Charles Krauthammer writes for the Washington Post

For decades, starting with Jimmy Carter‘s Community Reinvestment Act of 1977, there has been bipartisan agreement to use government power to expand homeownership to people who had been shut out for economic reasons or, sometimes, because of racial and ethnic discrimination. What could be a more worthy cause? But it led to tremendous pressure on Fannie Mae and Freddie Mac — which in turn pressured banks and other lenders — to extend mortgages to people who were borrowing over their heads. That’s called subprime lending. It lies at the root of our current calamity.

Were there some predatory lenders? Of course. But only a fool or a demagogue — i.e., a presidential candidate — would suggest that this is a major part of the problem.

Was there misbehavior on Wall Street? The wheels of justice will grind. But why wait for justice? If a really good catharsis will allow a return of rationality to Capitol Hill — yielding a clean rescue package that will actually save the economy — go for it.
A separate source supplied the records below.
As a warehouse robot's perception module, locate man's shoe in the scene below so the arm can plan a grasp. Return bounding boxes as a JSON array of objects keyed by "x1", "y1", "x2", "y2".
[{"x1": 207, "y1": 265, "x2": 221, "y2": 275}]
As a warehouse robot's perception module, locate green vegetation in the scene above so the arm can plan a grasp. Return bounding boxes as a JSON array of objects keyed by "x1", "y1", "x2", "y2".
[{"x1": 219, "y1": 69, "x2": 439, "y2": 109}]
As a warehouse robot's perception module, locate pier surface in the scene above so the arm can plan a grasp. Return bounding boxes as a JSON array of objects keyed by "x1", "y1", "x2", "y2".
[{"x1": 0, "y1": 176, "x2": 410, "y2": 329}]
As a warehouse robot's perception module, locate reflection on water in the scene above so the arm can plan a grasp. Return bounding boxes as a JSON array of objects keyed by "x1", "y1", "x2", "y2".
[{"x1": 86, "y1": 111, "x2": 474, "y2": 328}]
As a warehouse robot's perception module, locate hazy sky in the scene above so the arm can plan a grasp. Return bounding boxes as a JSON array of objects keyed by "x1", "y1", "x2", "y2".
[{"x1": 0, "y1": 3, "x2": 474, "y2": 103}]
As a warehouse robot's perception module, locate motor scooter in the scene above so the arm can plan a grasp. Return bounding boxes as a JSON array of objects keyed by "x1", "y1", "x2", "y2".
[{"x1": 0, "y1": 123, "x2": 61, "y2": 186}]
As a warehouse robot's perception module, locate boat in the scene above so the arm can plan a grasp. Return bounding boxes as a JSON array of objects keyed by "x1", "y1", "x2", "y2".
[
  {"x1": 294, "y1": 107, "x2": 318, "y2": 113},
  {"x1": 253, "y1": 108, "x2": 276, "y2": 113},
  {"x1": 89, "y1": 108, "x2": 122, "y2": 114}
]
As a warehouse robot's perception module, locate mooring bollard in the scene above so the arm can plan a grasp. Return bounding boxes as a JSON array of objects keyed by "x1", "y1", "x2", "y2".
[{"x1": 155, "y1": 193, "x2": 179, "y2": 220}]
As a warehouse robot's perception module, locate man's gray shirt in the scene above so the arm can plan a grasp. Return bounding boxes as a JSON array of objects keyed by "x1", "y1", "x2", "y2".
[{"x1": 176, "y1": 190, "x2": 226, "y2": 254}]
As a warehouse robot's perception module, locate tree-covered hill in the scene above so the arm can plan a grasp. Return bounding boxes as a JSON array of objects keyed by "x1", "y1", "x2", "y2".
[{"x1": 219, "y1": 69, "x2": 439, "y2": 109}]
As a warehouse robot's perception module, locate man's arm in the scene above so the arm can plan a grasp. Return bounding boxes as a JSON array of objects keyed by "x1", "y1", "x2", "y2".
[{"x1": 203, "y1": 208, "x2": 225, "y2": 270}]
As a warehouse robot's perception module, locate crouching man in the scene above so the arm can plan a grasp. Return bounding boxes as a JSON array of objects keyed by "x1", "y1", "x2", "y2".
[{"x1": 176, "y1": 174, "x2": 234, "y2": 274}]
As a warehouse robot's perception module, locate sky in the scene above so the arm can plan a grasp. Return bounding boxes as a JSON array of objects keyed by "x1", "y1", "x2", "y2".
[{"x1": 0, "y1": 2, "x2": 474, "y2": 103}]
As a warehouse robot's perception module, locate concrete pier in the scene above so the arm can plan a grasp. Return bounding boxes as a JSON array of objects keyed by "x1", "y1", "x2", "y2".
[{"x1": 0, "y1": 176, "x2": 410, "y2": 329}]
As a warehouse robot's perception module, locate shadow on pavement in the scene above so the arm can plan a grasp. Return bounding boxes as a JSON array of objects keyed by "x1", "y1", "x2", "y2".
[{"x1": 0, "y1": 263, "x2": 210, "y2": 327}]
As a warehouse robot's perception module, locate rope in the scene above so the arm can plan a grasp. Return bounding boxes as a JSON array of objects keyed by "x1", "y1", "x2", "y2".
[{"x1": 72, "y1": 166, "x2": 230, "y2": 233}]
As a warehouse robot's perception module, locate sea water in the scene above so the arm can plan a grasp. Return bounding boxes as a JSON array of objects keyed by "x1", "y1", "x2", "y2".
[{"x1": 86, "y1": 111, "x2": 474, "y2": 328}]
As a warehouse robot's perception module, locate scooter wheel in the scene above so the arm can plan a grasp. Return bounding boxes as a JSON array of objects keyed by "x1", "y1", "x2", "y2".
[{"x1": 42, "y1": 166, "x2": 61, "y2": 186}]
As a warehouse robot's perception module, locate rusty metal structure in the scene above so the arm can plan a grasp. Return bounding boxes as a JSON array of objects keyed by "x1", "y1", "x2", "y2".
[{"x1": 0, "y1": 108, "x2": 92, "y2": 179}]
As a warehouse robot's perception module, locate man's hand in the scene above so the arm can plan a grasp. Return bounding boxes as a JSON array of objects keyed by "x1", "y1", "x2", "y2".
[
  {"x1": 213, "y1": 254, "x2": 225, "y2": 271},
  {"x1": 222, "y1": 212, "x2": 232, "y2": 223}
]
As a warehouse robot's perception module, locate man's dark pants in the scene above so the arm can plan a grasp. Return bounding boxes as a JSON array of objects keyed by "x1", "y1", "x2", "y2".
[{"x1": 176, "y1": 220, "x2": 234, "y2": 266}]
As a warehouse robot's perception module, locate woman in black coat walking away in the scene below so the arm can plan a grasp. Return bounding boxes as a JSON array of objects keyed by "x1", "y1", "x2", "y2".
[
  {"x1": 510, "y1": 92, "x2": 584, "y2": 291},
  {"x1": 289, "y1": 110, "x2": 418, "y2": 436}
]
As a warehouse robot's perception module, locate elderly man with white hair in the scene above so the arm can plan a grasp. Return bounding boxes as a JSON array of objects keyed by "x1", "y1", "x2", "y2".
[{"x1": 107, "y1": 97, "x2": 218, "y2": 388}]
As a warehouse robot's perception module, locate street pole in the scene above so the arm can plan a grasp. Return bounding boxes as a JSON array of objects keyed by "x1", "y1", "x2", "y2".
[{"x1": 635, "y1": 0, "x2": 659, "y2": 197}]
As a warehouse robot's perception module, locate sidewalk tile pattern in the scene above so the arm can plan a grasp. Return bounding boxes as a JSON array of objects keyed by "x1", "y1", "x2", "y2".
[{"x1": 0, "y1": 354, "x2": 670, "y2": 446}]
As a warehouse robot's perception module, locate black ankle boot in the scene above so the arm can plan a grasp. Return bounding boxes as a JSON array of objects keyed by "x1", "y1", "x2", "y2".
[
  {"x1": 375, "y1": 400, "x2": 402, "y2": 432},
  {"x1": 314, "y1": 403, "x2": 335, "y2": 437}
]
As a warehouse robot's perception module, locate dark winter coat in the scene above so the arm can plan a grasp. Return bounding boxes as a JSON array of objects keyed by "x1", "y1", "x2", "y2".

Capping executive pay is piffle. What we need are a few exemplary hangings. Public hangings. On television. Pick a few failed investment firms, lead their CEOs in chains through the canyons of Manhattan and give the mob satisfaction. Better still, precede the auto-da-fe — fire is highly telegenic — with 24-hour reality-TV coverage of their recantations, lamentations and final visits with the soon-to-be widowed. The ratings would dwarf “American Idol,” and the ad revenue alone would make the perfect down payment on the $700 billion. :

Where are the Ken Lays of this thing?  We have no named executives who are taking a fall.